Le concept consiste à limiter l’augmentation de la demande en été plutôt que de l’encourager.

La « petite corse de l’atlantique »

la « perle de l’estuaire de la Charente », un « croissant de paradis où le temps semble être suspendu ». Les brochures touristiques de la Communauté d’agglomération Rochefort Océan ne lésinent pas sur les éloges pour décrire l’île d’Aix. C’est l’un des sites touristiques majeurs de la Charente-Maritime, au même titre que les îles de Ré et d’Oléron ou que le célèbre fort Boyard.

L’ile qui compte environ 230 habitants à l’année est victime de son succès. Évoquant une surfréquentation qui s’élève jusqu’à 8000 visiteurs par jour en été, sur un bout de terre de 3 kilomètres de long sur 600 mètres de large tout au plus, le maire, Patrick Denaud, tire la sonnette d’alarme. Pour être sûr qu’elle soit entendue, cet ancien journaliste a prononcé un mot inédit dans un département où l’économie repose principalement sur le tourisme (près de 2 milliards d’euros de chiffre d’affaires en 2022) : «le démarketing ».

Le concept consiste à limiter l’augmentation de la demande plutôt que de l’encourager.

Le parc national des Calanques (Bouches-du-Rhône) l’a expérimenté en 2020, en revoyant sa communication, avant de choisir, à l’été 2022, de réduire l’accès certains jours à ce joyau méditerranéen.

L’île d’Aix n’en est pas encore à instaurer une réservation obligatoire. Contrairement à Ré et Oléron, reliées au continent par un pont, les visiteurs doivent prendre l’un des bacs transbordeurs qui effectuent une liaison quotidienne depuis Fouras ou, en saison, des bateaux de croisière au départ de La Rochelle, Boyardville (Oléron) ou La Tremblade. Mais le flux touristique est devenu une source de problèmes, autant pour les élus que pour les habitants.

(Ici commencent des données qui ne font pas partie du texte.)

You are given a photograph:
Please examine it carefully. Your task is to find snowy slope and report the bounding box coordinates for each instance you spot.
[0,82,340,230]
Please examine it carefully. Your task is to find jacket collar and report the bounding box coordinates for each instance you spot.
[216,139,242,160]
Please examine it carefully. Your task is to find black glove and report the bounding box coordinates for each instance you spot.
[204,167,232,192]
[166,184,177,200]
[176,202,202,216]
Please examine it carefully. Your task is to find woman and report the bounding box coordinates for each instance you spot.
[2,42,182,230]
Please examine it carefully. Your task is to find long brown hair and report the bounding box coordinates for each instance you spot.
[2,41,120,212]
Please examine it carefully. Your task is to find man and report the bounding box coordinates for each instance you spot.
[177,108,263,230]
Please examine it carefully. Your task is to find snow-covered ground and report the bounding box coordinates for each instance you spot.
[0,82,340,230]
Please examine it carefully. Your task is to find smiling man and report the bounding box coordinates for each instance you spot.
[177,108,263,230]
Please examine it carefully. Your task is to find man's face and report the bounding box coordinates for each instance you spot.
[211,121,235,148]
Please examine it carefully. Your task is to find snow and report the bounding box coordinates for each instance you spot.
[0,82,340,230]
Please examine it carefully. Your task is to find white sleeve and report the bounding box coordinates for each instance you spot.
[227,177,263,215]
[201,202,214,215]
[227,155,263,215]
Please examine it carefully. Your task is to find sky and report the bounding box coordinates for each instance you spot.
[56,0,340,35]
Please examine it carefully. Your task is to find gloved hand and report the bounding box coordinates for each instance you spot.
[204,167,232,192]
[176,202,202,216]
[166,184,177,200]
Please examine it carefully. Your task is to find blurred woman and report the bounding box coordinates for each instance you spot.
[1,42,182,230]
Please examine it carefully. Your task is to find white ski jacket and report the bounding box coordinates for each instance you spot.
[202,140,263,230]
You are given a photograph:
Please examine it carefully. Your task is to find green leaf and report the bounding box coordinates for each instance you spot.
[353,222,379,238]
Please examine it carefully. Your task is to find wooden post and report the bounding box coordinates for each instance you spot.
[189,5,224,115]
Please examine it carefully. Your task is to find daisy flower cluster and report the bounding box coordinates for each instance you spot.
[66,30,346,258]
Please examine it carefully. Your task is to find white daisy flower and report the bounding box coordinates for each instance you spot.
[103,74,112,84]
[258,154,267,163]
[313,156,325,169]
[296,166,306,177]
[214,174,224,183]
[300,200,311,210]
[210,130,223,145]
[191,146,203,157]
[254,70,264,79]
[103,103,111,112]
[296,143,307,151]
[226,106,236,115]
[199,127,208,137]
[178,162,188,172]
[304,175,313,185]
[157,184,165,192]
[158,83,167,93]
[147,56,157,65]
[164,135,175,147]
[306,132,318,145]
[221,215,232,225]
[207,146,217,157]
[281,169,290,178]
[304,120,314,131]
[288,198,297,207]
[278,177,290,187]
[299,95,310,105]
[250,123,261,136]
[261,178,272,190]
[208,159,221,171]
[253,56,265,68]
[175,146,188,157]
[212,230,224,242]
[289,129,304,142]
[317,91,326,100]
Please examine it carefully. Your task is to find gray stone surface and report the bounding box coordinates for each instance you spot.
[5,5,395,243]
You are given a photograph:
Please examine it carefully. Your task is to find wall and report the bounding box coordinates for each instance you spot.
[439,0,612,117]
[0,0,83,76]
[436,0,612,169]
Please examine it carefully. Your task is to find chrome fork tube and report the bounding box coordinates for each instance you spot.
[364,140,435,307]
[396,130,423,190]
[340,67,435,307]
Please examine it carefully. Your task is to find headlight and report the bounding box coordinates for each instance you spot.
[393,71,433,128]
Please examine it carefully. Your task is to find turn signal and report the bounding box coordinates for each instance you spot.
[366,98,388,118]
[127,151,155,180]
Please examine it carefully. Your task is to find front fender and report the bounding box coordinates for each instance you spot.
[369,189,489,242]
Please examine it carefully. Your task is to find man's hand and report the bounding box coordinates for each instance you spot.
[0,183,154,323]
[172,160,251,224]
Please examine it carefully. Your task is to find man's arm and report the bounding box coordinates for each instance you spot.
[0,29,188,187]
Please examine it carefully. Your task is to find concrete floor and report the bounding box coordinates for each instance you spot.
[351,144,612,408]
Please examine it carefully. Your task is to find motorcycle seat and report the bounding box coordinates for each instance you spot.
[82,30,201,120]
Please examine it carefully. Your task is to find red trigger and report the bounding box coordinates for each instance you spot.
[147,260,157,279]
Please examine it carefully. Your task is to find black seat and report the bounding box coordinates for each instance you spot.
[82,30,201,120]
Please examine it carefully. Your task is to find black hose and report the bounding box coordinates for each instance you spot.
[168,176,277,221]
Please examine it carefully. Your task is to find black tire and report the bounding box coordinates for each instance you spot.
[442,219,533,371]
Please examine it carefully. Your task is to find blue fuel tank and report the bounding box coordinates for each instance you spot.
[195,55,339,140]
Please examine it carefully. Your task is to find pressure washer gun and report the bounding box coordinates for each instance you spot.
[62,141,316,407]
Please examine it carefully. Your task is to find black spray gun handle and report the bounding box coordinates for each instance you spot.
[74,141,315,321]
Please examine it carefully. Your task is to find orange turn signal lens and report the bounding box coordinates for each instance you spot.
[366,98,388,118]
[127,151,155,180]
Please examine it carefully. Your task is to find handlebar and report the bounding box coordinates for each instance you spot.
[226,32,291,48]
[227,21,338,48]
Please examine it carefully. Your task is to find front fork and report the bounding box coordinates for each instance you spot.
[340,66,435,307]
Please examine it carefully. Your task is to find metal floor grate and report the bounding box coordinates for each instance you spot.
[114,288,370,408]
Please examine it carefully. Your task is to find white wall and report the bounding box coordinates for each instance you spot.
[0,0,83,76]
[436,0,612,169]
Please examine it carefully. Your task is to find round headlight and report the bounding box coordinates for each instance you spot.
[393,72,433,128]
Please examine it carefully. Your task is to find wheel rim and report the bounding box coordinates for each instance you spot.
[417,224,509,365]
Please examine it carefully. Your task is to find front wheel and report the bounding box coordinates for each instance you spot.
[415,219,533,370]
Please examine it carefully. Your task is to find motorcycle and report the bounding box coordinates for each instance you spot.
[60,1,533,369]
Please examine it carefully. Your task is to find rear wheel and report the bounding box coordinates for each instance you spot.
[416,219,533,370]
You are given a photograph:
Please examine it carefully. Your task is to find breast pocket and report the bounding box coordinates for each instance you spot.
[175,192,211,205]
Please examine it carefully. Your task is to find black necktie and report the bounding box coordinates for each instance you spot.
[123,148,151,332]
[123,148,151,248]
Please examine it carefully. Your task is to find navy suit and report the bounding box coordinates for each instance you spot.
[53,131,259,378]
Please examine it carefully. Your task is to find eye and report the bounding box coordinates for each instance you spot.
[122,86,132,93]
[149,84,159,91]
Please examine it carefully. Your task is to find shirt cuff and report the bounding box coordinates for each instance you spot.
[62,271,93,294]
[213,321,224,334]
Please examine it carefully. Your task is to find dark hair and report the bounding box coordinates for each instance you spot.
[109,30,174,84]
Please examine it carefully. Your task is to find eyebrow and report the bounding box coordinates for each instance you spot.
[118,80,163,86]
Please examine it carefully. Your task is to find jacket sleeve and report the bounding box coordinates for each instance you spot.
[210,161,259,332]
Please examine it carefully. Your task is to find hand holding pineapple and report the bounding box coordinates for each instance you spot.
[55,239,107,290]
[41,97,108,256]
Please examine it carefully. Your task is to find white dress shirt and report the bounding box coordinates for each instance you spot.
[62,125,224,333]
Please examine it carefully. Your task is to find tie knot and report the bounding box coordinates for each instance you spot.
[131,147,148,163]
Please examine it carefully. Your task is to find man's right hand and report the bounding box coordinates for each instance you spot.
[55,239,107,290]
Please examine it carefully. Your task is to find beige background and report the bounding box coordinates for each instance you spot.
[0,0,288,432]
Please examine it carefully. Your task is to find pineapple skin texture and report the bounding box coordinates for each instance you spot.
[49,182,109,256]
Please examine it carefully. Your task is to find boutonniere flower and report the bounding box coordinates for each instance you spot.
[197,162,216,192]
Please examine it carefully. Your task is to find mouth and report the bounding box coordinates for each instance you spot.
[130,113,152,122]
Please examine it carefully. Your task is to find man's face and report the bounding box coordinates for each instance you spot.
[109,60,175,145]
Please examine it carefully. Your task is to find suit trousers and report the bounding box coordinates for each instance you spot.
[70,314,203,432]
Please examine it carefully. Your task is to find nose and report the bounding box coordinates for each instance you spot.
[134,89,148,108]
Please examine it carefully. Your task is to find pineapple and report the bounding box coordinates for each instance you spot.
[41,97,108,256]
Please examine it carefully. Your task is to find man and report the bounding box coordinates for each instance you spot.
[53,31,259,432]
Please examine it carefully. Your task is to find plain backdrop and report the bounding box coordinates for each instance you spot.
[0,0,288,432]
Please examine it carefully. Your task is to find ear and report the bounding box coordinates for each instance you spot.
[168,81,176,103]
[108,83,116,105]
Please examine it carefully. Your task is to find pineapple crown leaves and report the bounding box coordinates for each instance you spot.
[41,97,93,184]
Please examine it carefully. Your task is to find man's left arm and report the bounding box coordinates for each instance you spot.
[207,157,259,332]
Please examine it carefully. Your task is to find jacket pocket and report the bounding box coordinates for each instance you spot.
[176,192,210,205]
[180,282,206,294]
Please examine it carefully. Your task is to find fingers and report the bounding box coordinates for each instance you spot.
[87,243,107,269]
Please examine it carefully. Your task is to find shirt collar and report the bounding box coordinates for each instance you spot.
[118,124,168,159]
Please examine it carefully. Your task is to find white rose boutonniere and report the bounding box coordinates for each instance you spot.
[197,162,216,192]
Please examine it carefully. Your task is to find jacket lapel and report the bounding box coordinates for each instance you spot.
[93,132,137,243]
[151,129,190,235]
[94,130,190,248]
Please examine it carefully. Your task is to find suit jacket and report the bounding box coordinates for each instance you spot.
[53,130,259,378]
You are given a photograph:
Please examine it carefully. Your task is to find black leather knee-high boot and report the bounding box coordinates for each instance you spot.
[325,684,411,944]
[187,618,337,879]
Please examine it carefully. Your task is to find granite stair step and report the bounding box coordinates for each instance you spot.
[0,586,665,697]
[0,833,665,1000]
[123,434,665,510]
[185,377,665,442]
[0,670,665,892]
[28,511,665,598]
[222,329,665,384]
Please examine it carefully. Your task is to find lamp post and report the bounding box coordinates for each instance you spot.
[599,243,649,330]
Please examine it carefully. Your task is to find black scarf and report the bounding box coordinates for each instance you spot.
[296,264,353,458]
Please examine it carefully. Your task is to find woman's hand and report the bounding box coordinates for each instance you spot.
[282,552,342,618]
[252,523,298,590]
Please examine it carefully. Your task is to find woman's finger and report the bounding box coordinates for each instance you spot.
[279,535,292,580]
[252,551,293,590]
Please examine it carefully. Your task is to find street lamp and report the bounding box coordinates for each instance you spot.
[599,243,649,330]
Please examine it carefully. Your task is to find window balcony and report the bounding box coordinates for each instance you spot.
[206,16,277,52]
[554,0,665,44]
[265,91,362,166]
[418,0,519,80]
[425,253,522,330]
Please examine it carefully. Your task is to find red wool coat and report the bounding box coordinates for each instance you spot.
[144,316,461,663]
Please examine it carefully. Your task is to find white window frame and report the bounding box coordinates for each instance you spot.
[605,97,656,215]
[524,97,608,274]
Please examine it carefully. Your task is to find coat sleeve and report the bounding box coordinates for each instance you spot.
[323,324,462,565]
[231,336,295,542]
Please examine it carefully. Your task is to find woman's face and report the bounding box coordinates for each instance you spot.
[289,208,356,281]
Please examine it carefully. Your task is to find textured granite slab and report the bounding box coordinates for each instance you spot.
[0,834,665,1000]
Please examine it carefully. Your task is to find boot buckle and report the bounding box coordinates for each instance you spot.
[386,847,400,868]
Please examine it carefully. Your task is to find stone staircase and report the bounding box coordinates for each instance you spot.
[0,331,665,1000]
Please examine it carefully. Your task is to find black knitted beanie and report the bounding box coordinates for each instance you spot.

« L’ile n’est plus adaptée pour accueillir un tel nombre de personnes, assure Patrick Denaud. Nous ne sommes plus en capacité d’assurer la sécurité au port, où les gens se bousculent parfois pour monter ou descendre du bac, ni de gérer la quantité de déchets laissés par les visiteurs chaque jour, qui doivent être évacués par bateau. Il faut aussi entretenir les espaces naturels, les routes, car nous recevons des camions de livraison, et les sanitaires sont en nombre insuffisant. Certains endroits sont devenus des toilettes à ciel ouvert. »

Plus grave selon le maire, le réseau d’eau, qui a « plus de 30 ans », montre des signes de vétusté. En juillet dernier, en pleine canicule, l’île a été privée d’eau potable pendant près de vingt-quatre heures à cause d’une rupture de canalisation. Cela s’est reproduit quelques heures après la réparation. Par chance, il n’y a pas eu d’incendie ce jour-là. « On a aussi dû fermer en plein été notre camping, qui est dans un état déplorable », déplore le maire.

Stéphane Villain, président de Charentes Tourisme et président délégué d’ADN tourisme, la fédération nationale des organismes institutionnels touristiques, comprend la démarche aixoise. « C’est un travail que nous, acteurs du tourisme, allons devoir faire. Les parcs naturels le font depuis longtemps, certains sont devenus des sanctuaires. Ce doit être pareil avec l’ile d’Aix. Nous devons aussi revoir notre communication pour essayer de mieux diffuser les flux touristiques. C’est une tendance incontournable. » L’Île d’Aix lance en tout cas la réflexion.